Attorney General Keith Ellison’s Office filed an appeal in late January asking the Court of Appeals to review rulings issued by Hennepin County District Judge Peter Cahill that ordered Chauvin to be tried alone starting March 8 on charges of second-degree murder and manslaughter.
Prosecutors argued that the COVID-19 pandemic made it unsafe to hold Chauvin’s trial in March. They asked the Court of Appeals to hold a hearing so they could argue their case orally, or, to skip a hearing and immediately issue a “writ of prohibition” to stop the trial.
“The state has not established a basis for our review of the district court’s pretrial orders,” wrote Court of Appeals Presiding Judge Tracy Smith. “Because we conclude that these appeals must be dismissed, we express no opinion on the merits of the district court’s rulings.”
Smith wrote that the court rejected the appeal because prosecutors did not show that COVID-19 would have a “critical impact” on their ability to prosecute the case, the Court of Appeals has no “inherent authority” to intervene in the “interests of justice” and issuing a writ of prohibition is “an extreme remedy” limited to cases where the lower court has ” ‘exceeded its jurisdiction’ ” and no other options exist.
Cahill had ordered one trial for Chauvin and a second trial in August for his three former colleagues — J. Alexander Kueng, Thomas Lane and Tou Thao — because the county’s largest courtroom could not accommodate all four defendants at once due to COVID-19 safety protocols. Kueng, Lane and Thao are charged with aiding and abetting murder and manslaughter.
Cahill twice rejected prosecutors’ motions to delay the March trial and to hold one trial for all four defendants, who are out on bond, in the summer.
Such rulings are discretionary, the Court of Appeals ruled.
“We are not persuaded that these discretionary rulings present the type of legal issues that should be reviewed by way of a petition for a writ of prohibition [to delay proceedings], especially in light of the supreme court’s guidance about prosecution pretrial appeals being disfavored and a showing of critical impact being required to obtain appellate review,” Smith wrote. “Moreover, the state has not identified any case establishing that a petition for writ of prohibition is the ‘proper procedure’ for challenging a pretrial order.”

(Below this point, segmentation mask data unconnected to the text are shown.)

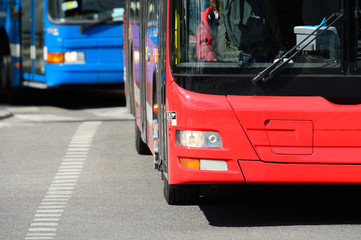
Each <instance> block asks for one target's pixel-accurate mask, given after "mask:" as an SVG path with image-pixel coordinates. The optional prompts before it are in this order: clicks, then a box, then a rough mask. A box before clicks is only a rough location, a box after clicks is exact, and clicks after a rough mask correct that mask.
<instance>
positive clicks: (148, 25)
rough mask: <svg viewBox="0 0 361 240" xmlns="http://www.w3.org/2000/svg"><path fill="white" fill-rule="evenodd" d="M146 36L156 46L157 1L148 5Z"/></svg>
mask: <svg viewBox="0 0 361 240" xmlns="http://www.w3.org/2000/svg"><path fill="white" fill-rule="evenodd" d="M147 16H148V19H147V35H148V37H149V38H150V39H152V40H153V42H155V43H156V44H157V42H158V27H157V26H158V17H159V15H158V1H157V0H150V1H149V3H148V15H147Z"/></svg>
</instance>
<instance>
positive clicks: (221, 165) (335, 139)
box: [125, 0, 361, 204]
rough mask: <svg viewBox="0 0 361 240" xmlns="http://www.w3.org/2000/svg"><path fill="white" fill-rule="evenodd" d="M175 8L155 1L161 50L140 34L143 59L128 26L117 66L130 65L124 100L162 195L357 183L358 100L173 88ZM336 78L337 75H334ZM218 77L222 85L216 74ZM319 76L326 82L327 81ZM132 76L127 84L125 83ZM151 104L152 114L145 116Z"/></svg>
mask: <svg viewBox="0 0 361 240" xmlns="http://www.w3.org/2000/svg"><path fill="white" fill-rule="evenodd" d="M133 2H139V3H141V4H145V6H147V4H149V2H152V1H129V2H128V3H127V4H128V8H131V4H132V3H133ZM175 2H176V3H175ZM180 2H181V1H180V0H179V1H160V2H159V6H160V5H162V4H164V5H166V6H167V9H164V11H165V10H166V13H167V15H164V16H163V17H164V18H162V19H163V20H164V21H163V23H164V26H163V27H159V28H158V30H159V35H160V36H161V34H164V35H163V36H164V42H163V43H164V44H165V45H161V44H160V43H161V41H160V42H158V43H156V42H155V41H154V40H153V39H151V37H149V36H146V35H147V34H144V35H143V37H144V36H145V38H144V42H143V44H144V46H143V51H144V50H145V53H142V52H141V51H142V47H139V46H137V44H139V45H142V40H141V39H142V33H141V32H142V26H141V24H140V25H139V24H135V23H134V22H133V21H132V20H130V21H129V26H128V27H129V29H130V30H129V34H128V35H129V36H127V38H128V39H130V40H129V41H130V42H131V44H132V49H130V48H128V50H129V51H130V52H129V54H126V58H128V59H127V60H126V61H125V62H126V63H127V64H126V65H127V68H128V69H129V65H132V66H134V67H133V68H131V69H134V71H133V72H132V73H130V72H129V71H128V69H127V71H126V72H127V76H126V84H129V85H130V86H131V87H130V88H131V89H132V91H128V92H127V95H130V96H131V98H134V99H135V100H134V102H135V105H134V110H133V111H134V114H135V119H136V129H138V131H139V133H140V135H139V139H138V141H139V140H141V143H143V144H145V145H146V146H147V147H148V148H149V150H150V151H151V152H152V153H153V154H154V155H155V158H157V159H156V160H155V161H157V164H156V167H157V168H158V169H159V170H161V171H162V172H163V174H164V179H165V180H164V181H165V192H167V191H169V189H167V188H169V186H171V187H175V189H176V190H177V188H176V187H177V186H183V185H184V186H188V185H191V186H192V185H198V184H225V183H239V184H246V183H249V184H290V183H291V184H360V183H361V105H360V104H359V102H358V103H352V104H339V103H337V102H333V101H330V100H329V99H327V98H326V97H323V96H317V95H312V94H310V95H309V96H308V95H307V96H306V95H302V94H300V95H297V94H294V95H292V94H290V96H287V95H277V94H274V95H272V94H270V96H266V94H264V95H263V96H262V94H261V95H257V94H229V95H228V94H214V93H201V92H198V91H190V90H189V89H186V88H185V87H183V86H181V84H179V83H178V82H177V80H176V79H175V76H176V75H175V74H174V72H175V71H173V70H174V65H177V63H176V64H174V62H173V60H172V56H171V54H172V52H175V51H177V50H175V47H174V42H175V41H176V40H174V39H175V38H176V36H174V32H172V31H171V30H172V29H173V28H174V25H176V23H174V22H177V20H174V19H175V16H172V15H170V14H171V13H172V4H173V8H175V7H174V5H176V4H181V3H180ZM133 6H134V5H133ZM141 6H142V5H141ZM342 7H343V6H342ZM145 9H148V8H147V7H145ZM164 11H163V12H164ZM160 12H162V11H161V10H160ZM128 13H129V11H128ZM140 13H142V11H141V10H140ZM140 19H141V21H142V17H141V16H140ZM143 20H144V19H143ZM141 21H140V22H141ZM165 23H166V24H165ZM175 28H176V29H177V27H175ZM164 30H165V31H164ZM145 32H146V30H143V33H145ZM161 32H162V33H161ZM139 34H140V36H141V37H139ZM159 38H161V37H159ZM343 41H345V40H343ZM161 49H163V50H164V51H163V54H161V53H160V52H162V50H161ZM142 54H143V55H142ZM130 58H132V59H133V60H132V61H130ZM158 59H159V60H158ZM142 61H143V63H141V62H142ZM162 61H163V62H162ZM177 61H178V60H177ZM142 64H144V65H142ZM162 64H163V68H162V67H160V66H162ZM132 74H133V75H132ZM142 74H143V76H144V77H143V78H144V79H143V80H142V77H141V76H142ZM131 75H132V76H131ZM179 75H181V74H179ZM191 75H192V73H191V74H189V76H190V77H192V76H191ZM198 75H201V74H198ZM215 75H217V74H215ZM341 75H342V74H340V76H341ZM217 76H218V75H217ZM247 76H248V75H247ZM344 76H345V74H344V73H343V75H342V76H341V77H344ZM218 77H219V81H222V76H218ZM306 77H307V76H306ZM322 77H324V79H325V80H323V81H326V82H327V76H322ZM132 78H134V83H132V82H130V79H132ZM215 78H216V77H215ZM345 78H347V76H346V77H345ZM352 79H360V81H361V76H357V74H354V75H353V76H352ZM142 81H144V83H143V85H142ZM290 81H291V80H290ZM215 82H216V81H215ZM161 86H163V91H162V90H161V88H162V87H161ZM335 87H336V86H335ZM336 88H337V87H336ZM164 89H166V90H164ZM142 99H144V100H142ZM162 99H163V100H162ZM355 99H356V98H355ZM360 99H361V97H360ZM156 104H158V105H157V106H158V107H159V113H157V114H155V113H153V106H154V105H156ZM166 116H167V117H166ZM161 129H163V131H164V132H163V134H162V130H161ZM177 131H195V132H198V131H201V132H212V133H217V134H218V135H219V136H220V137H221V142H222V147H220V148H206V147H189V146H183V145H180V144H179V143H178V142H177ZM138 147H139V146H138ZM160 149H163V153H162V150H160ZM183 159H191V160H196V161H198V162H201V164H203V165H204V169H194V168H188V167H185V165H183V164H182V161H183ZM213 163H215V165H214V164H213ZM173 190H174V189H173ZM165 194H166V195H169V193H168V192H167V193H165ZM178 195H181V193H179V192H177V194H176V196H177V197H179V196H178ZM172 197H174V196H171V197H169V196H166V199H167V201H168V202H169V203H171V204H173V203H175V204H177V203H183V202H184V201H182V200H179V199H176V200H174V199H173V198H172ZM169 198H170V199H171V200H170V201H169Z"/></svg>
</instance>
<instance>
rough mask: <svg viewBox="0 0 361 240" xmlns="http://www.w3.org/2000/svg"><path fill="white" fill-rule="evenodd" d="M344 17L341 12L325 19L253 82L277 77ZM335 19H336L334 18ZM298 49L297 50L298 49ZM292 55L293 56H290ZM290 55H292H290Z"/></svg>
mask: <svg viewBox="0 0 361 240" xmlns="http://www.w3.org/2000/svg"><path fill="white" fill-rule="evenodd" d="M343 16H344V12H343V10H341V11H340V12H336V13H333V14H332V15H331V16H330V17H329V18H327V19H326V21H324V22H322V23H321V24H320V26H318V27H317V28H316V29H315V30H314V31H313V32H311V33H310V34H308V35H307V36H306V37H305V38H304V39H303V40H302V41H301V42H300V43H298V44H297V45H295V46H294V47H293V48H292V49H291V50H289V51H288V52H286V53H285V54H283V55H282V56H281V57H280V58H279V59H278V60H277V61H275V62H274V63H273V64H271V65H270V66H268V67H267V68H266V69H264V70H263V71H261V72H260V73H258V74H257V75H256V76H255V77H254V78H253V82H254V83H258V82H260V81H261V80H262V82H263V83H265V82H267V81H269V80H270V79H272V78H273V77H274V76H276V75H277V73H279V72H280V71H281V70H283V69H284V68H285V67H286V66H287V64H288V63H289V62H290V61H291V60H292V59H293V58H294V57H295V56H296V55H297V54H299V53H300V52H301V51H302V50H303V49H305V48H306V47H307V46H308V45H310V44H311V43H312V42H313V41H314V40H315V39H317V38H318V37H319V36H320V35H321V34H322V33H323V32H325V31H327V30H328V29H329V28H330V27H331V26H332V25H333V24H334V23H335V22H336V21H338V20H339V19H340V18H341V17H343ZM335 17H336V18H335ZM332 18H335V19H334V20H333V21H332V22H331V23H330V24H327V23H328V22H329V21H330V20H331V19H332ZM325 24H327V27H324V25H325ZM322 27H324V28H323V29H322V30H321V31H320V32H318V31H319V30H320V29H321V28H322ZM316 32H318V33H317V34H316V35H314V34H315V33H316ZM312 36H314V37H313V39H312V40H310V41H309V42H308V43H306V44H305V45H303V46H302V47H301V48H299V47H300V46H301V45H302V44H303V43H304V42H306V41H307V40H308V39H309V38H310V37H312ZM298 48H299V49H298ZM297 49H298V50H297ZM295 50H297V51H296V52H295V53H293V52H294V51H295ZM292 53H293V54H292ZM291 54H292V55H291ZM289 55H291V56H290V57H288V56H289Z"/></svg>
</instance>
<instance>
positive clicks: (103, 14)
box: [48, 0, 124, 23]
mask: <svg viewBox="0 0 361 240" xmlns="http://www.w3.org/2000/svg"><path fill="white" fill-rule="evenodd" d="M48 9H49V15H50V17H51V18H52V19H53V20H54V21H58V22H61V23H69V22H70V23H71V22H84V21H99V20H101V19H106V18H110V17H113V20H114V21H122V20H123V13H124V1H123V0H118V1H114V0H72V1H69V0H50V1H49V8H48Z"/></svg>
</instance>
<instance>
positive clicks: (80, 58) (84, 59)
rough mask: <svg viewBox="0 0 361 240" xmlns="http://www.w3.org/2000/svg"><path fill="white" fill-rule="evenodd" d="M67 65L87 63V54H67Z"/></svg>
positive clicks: (71, 52) (77, 53)
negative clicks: (85, 60)
mask: <svg viewBox="0 0 361 240" xmlns="http://www.w3.org/2000/svg"><path fill="white" fill-rule="evenodd" d="M64 62H65V63H85V53H83V52H66V53H65V54H64Z"/></svg>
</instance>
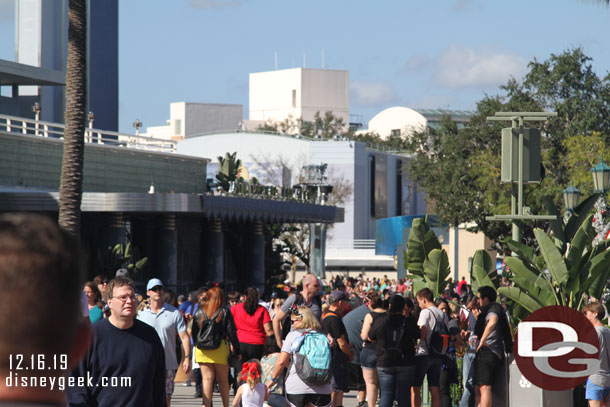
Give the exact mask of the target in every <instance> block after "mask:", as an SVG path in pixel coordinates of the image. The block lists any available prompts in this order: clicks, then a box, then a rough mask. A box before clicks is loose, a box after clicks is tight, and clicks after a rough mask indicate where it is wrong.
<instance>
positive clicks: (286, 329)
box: [272, 273, 322, 348]
mask: <svg viewBox="0 0 610 407" xmlns="http://www.w3.org/2000/svg"><path fill="white" fill-rule="evenodd" d="M319 291H320V282H319V280H318V278H317V277H316V276H315V275H314V274H311V273H310V274H305V277H303V290H302V291H301V292H297V293H294V294H292V295H291V296H290V297H288V298H286V301H284V304H282V307H281V308H280V309H279V311H277V313H276V314H275V316H274V317H273V321H272V324H273V333H274V334H275V340H276V341H277V346H279V347H280V348H281V347H282V341H283V340H284V338H286V335H288V332H290V331H291V329H292V328H291V325H290V324H289V321H290V320H286V317H288V315H289V314H290V310H291V309H292V308H293V307H294V306H297V307H298V306H300V305H306V306H307V307H309V308H310V309H311V312H312V313H313V315H314V316H315V317H316V319H317V320H318V321H319V320H320V317H321V316H322V300H321V299H320V296H319V294H318V293H319Z"/></svg>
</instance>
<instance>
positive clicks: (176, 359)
mask: <svg viewBox="0 0 610 407" xmlns="http://www.w3.org/2000/svg"><path fill="white" fill-rule="evenodd" d="M163 289H164V286H163V282H161V280H159V279H158V278H152V279H150V280H149V281H148V284H146V294H147V295H148V297H149V298H150V304H149V306H147V307H146V308H144V309H143V310H141V311H140V312H139V313H138V319H139V320H140V321H142V322H145V323H147V324H148V325H150V326H152V327H153V328H155V331H157V334H158V335H159V338H160V339H161V343H162V344H163V350H164V351H165V368H166V369H167V378H166V381H165V394H166V397H167V406H168V407H169V406H170V401H171V398H172V394H173V393H174V379H175V378H176V371H177V370H178V358H177V356H176V333H178V335H179V336H180V341H181V342H182V348H183V349H184V355H185V357H184V362H183V363H182V368H183V370H184V373H188V372H189V371H190V368H191V344H190V340H189V335H188V333H187V332H186V324H185V323H184V317H183V316H182V314H181V313H180V311H178V309H177V308H176V307H174V306H172V305H170V304H167V303H166V302H165V301H164V300H163Z"/></svg>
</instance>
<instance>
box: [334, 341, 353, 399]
mask: <svg viewBox="0 0 610 407" xmlns="http://www.w3.org/2000/svg"><path fill="white" fill-rule="evenodd" d="M349 365H350V363H349V358H348V357H347V355H346V354H345V353H343V352H342V351H341V350H339V349H335V350H334V351H333V360H332V374H333V376H332V379H331V381H330V385H331V388H332V389H333V391H337V390H338V391H342V392H344V393H347V392H348V391H349Z"/></svg>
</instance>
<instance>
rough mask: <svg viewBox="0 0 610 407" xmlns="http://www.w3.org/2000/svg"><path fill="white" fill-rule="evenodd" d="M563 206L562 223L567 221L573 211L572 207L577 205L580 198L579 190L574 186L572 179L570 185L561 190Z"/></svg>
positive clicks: (566, 221)
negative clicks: (564, 212) (562, 192)
mask: <svg viewBox="0 0 610 407" xmlns="http://www.w3.org/2000/svg"><path fill="white" fill-rule="evenodd" d="M562 192H563V206H564V207H565V208H566V211H565V213H564V214H563V221H564V223H568V220H570V217H571V216H572V214H573V213H574V208H575V207H576V206H577V205H578V201H579V200H580V190H579V189H578V188H576V187H575V186H574V180H572V182H571V183H570V186H569V187H567V188H566V189H564V190H563V191H562Z"/></svg>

Smith acknowledged the importance of public health in light of the pandemic, but noted that the courts have implemented “significant, tested safeguards” that are in place as trials continue to be held.
The prosecution’s move was unusual, as the Court of Appeals is designed mainly to review complaints from defendants about the trial process after they have been convicted.
Cahill had also ordered the trial to be livestreamed because pandemic protocols would severely limit the number of people who could watch the trial in person.